In today’s classrooms, talking about, teaching, or even celebrating racial diversity have been shunned. At a moment when our nation’s schools have become more diverse than at any point in history, teachers and school administrators are mandated to steer clear of conversations on race, power, inequality, and systemic racism. Speaking loudly, and prophetically, into this void is Laura C. Chávez-Moreno’s How Schools Make Race: Teaching Latinx Racialization in America (Harvard Education Press, 2025). The book is set in two racially diverse schools—a middle school and a high school—in a blue-collar neighborhood with a rapidly growing Latinx student population. Latinx students in the Oakville Urban School district had surpassed Asian American students in the early 2000s and African Americans in 2014 to become the largest racialized group in the district. Both schools offered a type of bilingual education known as a “dual-language program” where classroom instruction is done through an equal balance of two languages, in this case English and Spanish. The goal with this program is to get students to develop proficiency in both languages. To get a good sense of how these programs work, the author spent more than 180 hours in classroom observation, over 50 hours of interviews, and attended countless community and school meetings. At the heart of this book is the notion that schooling in America is a “racial project” (xi).
Chávez-Moreno focuses on how dual-language programs in these schools teach about race and ethnicity, how they make sense of Latinx identities, and the program’s limitations. In three parts, with a total of six chapters, the author discusses racialization, Latinidad, and the consequences of such a pedagogy and curriculum. For example, while not delving much into history, dual language programs offer students simplified notions of race that are centered on phenotypic characteristics and looks. The consequences of this, as the author argues, are that it “makes race be seen as if it were biological” (45). Even as dual language programs engaged in questions around the place of Latinxs in the U.S., and the stereotypes often attached to them, Chávez-Moreno found that they rarely engaged in how language and culture, and not simply phenotype, serve to racialize the Latinx community. In fact, much of the teaching on Latinx race and Latinidad happened, according to the author, “ambivalently” and with little intentionality (xiii). Dual language programs, Chávez-Moreno argued, stay at a “sesame street level” when it comes to teaching about race and identity. As a result, the workings of racial oppression are often left out of the discussion. By not explicitly teaching this, dual-language programs miss an opportunity to teach students the myriad of ways that Latinxs are racialized in the U.S.
Chávez-Moreno’s findings remind me of the work of historians Natalia Molina and Laura Gómez. Both Molina and Gómez delineate a historical look at how Mexican Americans and Latinx populations are racialized through draconian immigration laws, discriminatory practices, and a discourse that continually suggests Latinos are perpetual foreigners. Chávez-Moreno builds on much of this work to understand the context of dual language programs, which often fail to provide students with a broader understanding of Latinx racial identities. To do so in the classroom, Chávez-Moreno argues, what is needed is an approach to teaching that is “ambitious” and sequenced with electives in ethnic studies and Latin American studies (153).

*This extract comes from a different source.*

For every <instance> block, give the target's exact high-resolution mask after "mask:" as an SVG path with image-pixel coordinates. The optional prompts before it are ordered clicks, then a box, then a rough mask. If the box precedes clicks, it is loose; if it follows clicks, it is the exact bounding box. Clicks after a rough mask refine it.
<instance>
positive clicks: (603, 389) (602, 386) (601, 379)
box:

The author ends the book with three important recommendations that, even in this political context, can help teachers everywhere better address the needs of dual-language learners. The first is that educators embrace theory. Race and racism are complex processes that require an understanding of how racial categories change, of the variety of experiences with race, and the ways in which race and racism are ignored because they have become common sense. The second recommendation is to ground bilingual education in ethnic studies. This would expand conversations and curricular lessons to include how power manifests itself within uneven social relations. More importantly, it can help students better understand the variety of manifestations of race and racism, whether through language, accents, citizenship, and gender. Lastly, the author suggests educators reconceptualize Latinx and Latinidad in a way that brings in conversations of racialization and the complexities and contradictions of Latinidad. How exactly these recommendations might be implemented in schools where talk of race and racism are being censored is not addressed in the book, but certainly something that educators will have to contend with going forward.
This book was of particular importance to me. Both of my kids attended a dual-language program from kindergarten to the sixth grade. Much of what the author wrote resonated with me not only as a scholar but also as a parent. Both of my kids grew up speaking both English and Spanish (Spanish was their first language) and so the dual language program made sense. But I always felt like Latinx students were not being served adequately, which is why the point about how “dual language is really meant for the white families” resonated with me so much. I witnessed this day in and day out as Latinx students took a back seat to the requirements of white parents and teachers and an entire curriculum that “celebrated diversity” with little regard to the social, economic, and racialized realities Latinx students faced in this predominantly white school and community every single day.
How Schools Make Race is an important and timely book that equips parents, teachers, and administrators with the language and tools necessary to improve dual-language programs. More importantly, it reminds us that schooling is a racial project that, whether schools are aware or not, shapes how students think about race and power in society. If we want to build a society that is rooted in justice, peace, and equity, then we must continue to improve programs like dual-language instruction so that they can be a benefit for all students.